A local area network (LAN) is a collection of devices connected together in one physical location, such as a building, office, or home. A LAN can be small or large, ranging from a home network with one user to an enterprise network with thousands of users and devices in an office or school.
Regardless of size, a LAN’s single defining characteristic is that it connects devices that are in a single, limited area. In contrast, a wide area network (WAN) or metropolitan area network (MAN) covers larger geographic areas. Some WANs and MANs connect many LANs together.
A local-area network (LAN) is a computer network that spans a relatively small area. Most often, a LAN is confined to a single room, building or group of buildings, however, one LAN can be connected to other LANs over any distance via telephone lines and radio waves.
A system of LANs connected in this way is called a wide-area network (WAN). The difference between a LAN and WAN is that the wide-area network spans a relatively large geographical area. Typically, a WAN consists of two or more local-area networks (LANs) and are often connected through public networks.
Most LANs connect workstations and personal computers. Each node (individual computer) in a LAN has its own CPU with which it executes programs, but it also is able to access data and devices anywhere on the LAN. This means that many users can share expensive devices, such as laser printers, as well as data. Users can also use the LAN to communicate with each other, by sending email or engaging in chat sessions.
LANs are capable of transmitting data at very fast rates, much faster than data can be transmitted over a telephone line; but the distances are limited and there is also a limit on the number of computers that can be attached to a single LAN.
A LAN comprises cables, access points, switches, routers, and other components that enable devices to connect to internal servers, web servers, and other LANs via wide area networks.
The rise of virtualization has also fueled the development of virtual LANs, which enable network administrators to logically group network nodes and partition their networks without a need for major infrastructure changes.
For example, in an office with multiple departments, such as accounting, IT support, and administration, each department’s computers could be logically connected to the same switch but segmented to behave as if they are separate.
The advantages of a LAN are the same as those for any group of devices networked together. The devices can use a single Internet connection, share files with one another, print to shared printers, and be accessed and even controlled by one another.
LANs were developed in the 1960s for use by colleges, universities, and research facilities (such as NASA), primarily to connect computers to other computers. It wasn’t until the development of Ethernet technology (1973, at Xerox PARC), its commercialization (1980), and its standardization (1983) that LANs started to be used widely.
While the benefits of having devices connected to a network have always been well understood, it wasn’t until the wide deployment of Wi-Fi technology that LANs became commonplace in nearly every type of environment. Today, not only do businesses and schools use LANs, but also restaurants, coffee shops, stores, and homes.

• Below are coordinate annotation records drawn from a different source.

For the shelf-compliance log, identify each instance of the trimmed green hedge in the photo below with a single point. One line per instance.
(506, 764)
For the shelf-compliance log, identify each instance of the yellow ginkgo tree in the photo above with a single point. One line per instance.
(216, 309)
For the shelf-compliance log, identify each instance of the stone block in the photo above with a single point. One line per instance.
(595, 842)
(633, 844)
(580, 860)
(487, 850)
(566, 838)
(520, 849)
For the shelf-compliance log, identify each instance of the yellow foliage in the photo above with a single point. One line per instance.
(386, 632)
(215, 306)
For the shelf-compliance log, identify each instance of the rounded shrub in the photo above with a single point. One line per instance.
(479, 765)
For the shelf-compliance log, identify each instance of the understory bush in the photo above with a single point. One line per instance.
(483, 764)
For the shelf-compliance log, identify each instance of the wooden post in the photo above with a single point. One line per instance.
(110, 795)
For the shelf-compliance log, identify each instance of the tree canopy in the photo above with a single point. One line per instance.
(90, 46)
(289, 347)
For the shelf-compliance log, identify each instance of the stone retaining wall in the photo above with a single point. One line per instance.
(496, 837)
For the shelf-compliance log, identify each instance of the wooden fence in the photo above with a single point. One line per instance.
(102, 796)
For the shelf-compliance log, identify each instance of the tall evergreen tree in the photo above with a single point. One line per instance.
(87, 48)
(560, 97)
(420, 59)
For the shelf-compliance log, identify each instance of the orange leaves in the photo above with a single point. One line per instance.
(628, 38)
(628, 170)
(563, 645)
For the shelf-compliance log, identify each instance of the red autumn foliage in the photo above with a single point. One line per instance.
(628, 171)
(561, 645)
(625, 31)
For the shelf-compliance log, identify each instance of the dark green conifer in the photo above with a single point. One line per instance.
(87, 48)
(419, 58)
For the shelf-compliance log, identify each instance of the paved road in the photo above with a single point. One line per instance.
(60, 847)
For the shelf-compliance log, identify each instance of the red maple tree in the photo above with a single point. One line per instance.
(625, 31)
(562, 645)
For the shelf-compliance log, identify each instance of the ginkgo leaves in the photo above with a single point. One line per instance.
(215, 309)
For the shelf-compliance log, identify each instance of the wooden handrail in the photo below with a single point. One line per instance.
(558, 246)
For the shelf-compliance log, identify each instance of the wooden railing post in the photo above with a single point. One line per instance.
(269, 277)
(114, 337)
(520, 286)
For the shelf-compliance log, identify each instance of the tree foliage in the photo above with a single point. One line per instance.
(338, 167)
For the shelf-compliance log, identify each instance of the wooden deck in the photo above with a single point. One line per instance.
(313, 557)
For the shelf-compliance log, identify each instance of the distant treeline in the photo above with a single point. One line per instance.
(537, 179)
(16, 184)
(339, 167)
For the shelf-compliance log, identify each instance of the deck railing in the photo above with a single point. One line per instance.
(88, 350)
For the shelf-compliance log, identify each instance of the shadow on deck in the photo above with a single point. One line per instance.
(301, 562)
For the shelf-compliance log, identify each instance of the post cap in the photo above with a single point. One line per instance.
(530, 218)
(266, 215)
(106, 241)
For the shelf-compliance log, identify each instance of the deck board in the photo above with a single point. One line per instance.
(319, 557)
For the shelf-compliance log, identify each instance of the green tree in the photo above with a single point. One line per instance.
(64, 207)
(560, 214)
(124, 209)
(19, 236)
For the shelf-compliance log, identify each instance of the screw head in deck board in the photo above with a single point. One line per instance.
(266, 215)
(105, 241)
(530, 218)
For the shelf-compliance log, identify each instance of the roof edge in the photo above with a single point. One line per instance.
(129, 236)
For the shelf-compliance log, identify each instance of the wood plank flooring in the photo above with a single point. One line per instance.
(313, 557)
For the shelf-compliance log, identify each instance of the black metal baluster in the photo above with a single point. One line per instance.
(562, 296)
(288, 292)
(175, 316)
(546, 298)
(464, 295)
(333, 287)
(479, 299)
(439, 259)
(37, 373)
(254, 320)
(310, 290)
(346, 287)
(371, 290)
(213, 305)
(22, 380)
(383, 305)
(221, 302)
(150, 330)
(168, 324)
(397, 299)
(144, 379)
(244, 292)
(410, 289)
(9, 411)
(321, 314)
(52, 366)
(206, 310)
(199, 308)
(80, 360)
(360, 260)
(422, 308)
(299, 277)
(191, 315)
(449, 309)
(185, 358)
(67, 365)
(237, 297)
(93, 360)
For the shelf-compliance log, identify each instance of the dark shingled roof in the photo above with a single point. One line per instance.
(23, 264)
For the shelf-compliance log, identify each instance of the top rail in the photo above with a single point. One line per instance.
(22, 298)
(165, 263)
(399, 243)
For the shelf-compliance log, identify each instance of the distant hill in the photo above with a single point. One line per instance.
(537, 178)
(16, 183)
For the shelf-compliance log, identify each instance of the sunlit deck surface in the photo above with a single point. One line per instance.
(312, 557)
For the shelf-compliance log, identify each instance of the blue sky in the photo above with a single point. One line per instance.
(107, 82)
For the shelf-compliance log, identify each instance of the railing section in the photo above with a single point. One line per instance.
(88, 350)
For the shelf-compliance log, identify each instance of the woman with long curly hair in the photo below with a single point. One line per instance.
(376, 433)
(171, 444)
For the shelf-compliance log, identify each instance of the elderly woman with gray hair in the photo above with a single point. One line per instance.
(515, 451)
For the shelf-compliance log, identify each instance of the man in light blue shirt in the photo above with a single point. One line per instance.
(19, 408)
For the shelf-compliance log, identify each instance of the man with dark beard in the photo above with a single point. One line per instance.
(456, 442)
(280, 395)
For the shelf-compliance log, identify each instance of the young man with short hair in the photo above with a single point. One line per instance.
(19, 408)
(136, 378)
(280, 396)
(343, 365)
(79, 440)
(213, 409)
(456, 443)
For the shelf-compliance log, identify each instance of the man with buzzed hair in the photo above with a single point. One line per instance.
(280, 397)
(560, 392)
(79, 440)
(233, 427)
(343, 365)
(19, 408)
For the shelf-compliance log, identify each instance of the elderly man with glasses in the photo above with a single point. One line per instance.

Wireless connectivity has also greatly expanded the types of devices that can be connected to a LAN. Now, nearly everything imaginable can be “connected,” from PCs, printers, and phones to smart TVs, stereos, speakers, lighting, thermostats, window shades, door locks, security cameras–and even coffeemakers, refrigerators, and toys
In general, there are two types of LANs: client/server LANs and peer-to-peer LANs.
A client/server LAN consists of several devices (the clients) connected to a central server. The server manages file storage, application access, device access, and network traffic. A client can be any connected device that runs or accesses applications or the Internet. The clients connect to the server either with cables or through wireless connections.
Typically, suites of applications can be kept on the LAN server. Users can access databases, email, document sharing, printing, and other services through applications running on the LAN server, with read and write access maintained by a network or IT administrator. Most midsize to large business, government, research, and education networks are client/server-based LANs.
A peer-to-peer LAN doesn’t have a central server and cannot handle heavy workloads like a client/server LAN can, and so they’re typically smaller. On a peer-to-peer LAN, each device shares equally in the functioning of the network. The devices share resources and data through wired or wireless connections to a switch or router. Most home networks are peer-to-peer.
There are many different types of LANs, with Ethernets being the most common for PCs. Most Apple Macintosh networks are based on Apple’s AppleTalk network system, which is built into Macintosh computers. The following characteristics differentiate one LAN from another:
Topology: The geometric arrangement of devices on the network. For example, devices can be arranged in a ring or in a straight line.
Protocols: The rules and encoding specifications for sending data. The protocols also determine whether the network uses a peer-to-peer or client/server architecture.
Media: Devices can be connected by twisted-pair wire, coaxial cables, or fiber optic cables. Some networks do without connecting media altogether, communicating instead via radio waves.